Лексикографические источники

   БАС2 – Словарь современного русского литературного языка в 20 томах. Изд. 2-е. – М. (изд. с 1991 г.).
   СУ – Толковый словарь русского языка / Под ред. Д.Н. Ушакова. Т. I–IV. – М., 1935–1940.
   ТС-ХХ – Толковый словарь русского языка конца XX века. Языковые изменения / Под ред. Г.Н. Скляревской. – СПб., 1998.
   ТС-ХХ-2001 – Толковый словарь современного русского языка. Языковые изменения конца XX столетия / Под ред. Г.Н. Скляревской. – М., 2001.

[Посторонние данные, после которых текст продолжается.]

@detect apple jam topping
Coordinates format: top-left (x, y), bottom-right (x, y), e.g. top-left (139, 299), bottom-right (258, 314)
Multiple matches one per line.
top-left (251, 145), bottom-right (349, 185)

Тексты телевидения как источник лингвокультурологического исследования

   Исследуя язык, мы не можем не выходить за пределы мира слов.
В. Дорошевский


   Телевидение за последние годы превратилось одно из самых эффективных средств управления страной.
Новости. ОРТ. 7.2.98

   Современное состояние русской речевой культуры – и русского языка в целом – определяется рядом взаимосвязанных и взаимодействующих факторов, прежде всего экстралингвистических. Решительные трансформации государственного устройства, политической системы, идеологических доминант, экономического уклада повлекли за собой значительные изменения в
   русском языке, прежде всего в его лексике. Они выражаются как в ресемантизации (реконнотации) или архаизации ранее известных слов и устойчивых словосочетаний, так и во введении новых в активное употребление. В сугубо семиотическом аспекте эти лексико-семантические процессы и их результаты могут рассматриваться в качестве замены одних элементов знаковой этносоциокультурной системы другими, что в конечном счете призвано, по-видимому, настроить сознание носителей русского (в данном случае) языка на беспрепятственное восприятие иных, чем ранее, аксиологических ориентиров и таким образом моделировать поведение членов этносоциума. К числу подобных устойчивых словосочетаний, широко распространенных и часто используемых в т. н. средствах массовой информации, можно отнести, например: общечеловеческие ценности, общеевропейский дом, гуманитарная помощь, цивилизованные государства, мировое сообщество, миротворческие силы, гарант конституции, рыночная экономика, русскоязычное население, стабилизация экономики и многие другие. Вербальные символы-мифогены – а именно таковы форма, сущность и предназначение многих компонентов телевизионного дискурса, – обычно оказываются недолговечными, исторически быстротечно сменяя друг друга в зависимости от почти сиюминутной пропагандистской необходимости: новое мышление, шоковая терапия, молодые реформаторы, правовое государство, примирение и согласие, красно-коричневые, русский фашизм, равноправное партнерство и т. п.
   Все более упрочиваются позиции заимствований, бурный поток которых не иссякает, особенно из английского языка в его американском варианте. Размываются границы функциональных стилей, что проявляется, например, в почти повсеместном распространении субстандартной, в частности уголовно-арготической и обсценной лексики и фразеологии. Новации в словоупотреблении, в том числе в текстах средств массовой информации, рассматриваются многими исследователями, однако явно недостаточное внимание уделяется специальному изучению фактов телевизионного дискурса.
   Телевидение сегодня – наиболее популярное из средств массовой информации. Оно отличается от других СМИ самыми мощными суггестивными возможностями; трансляция (или имитация) каких-то фрагментов действительности нередко достигает на телеэкране технического совершенства.
   Еще не изученные во всей своей полноте социопсихологические последствия влияния телевидения несомненно значительны. Телевизионная передача – в высшей степени эффективная форма рекламы товаров и пропаганды идей, способная воздействовать одновременно на многомиллионную аудиторию и склонять ее к принятию определенных решений (самым прямым образом – при покупке какого-нибудь продукта или голосовании за политического деятеля; косвенным – повседневно влияя на сознание потребителя телепродукции и исподволь подготавливая его к совершению окончательного и прогнозируемого выбора).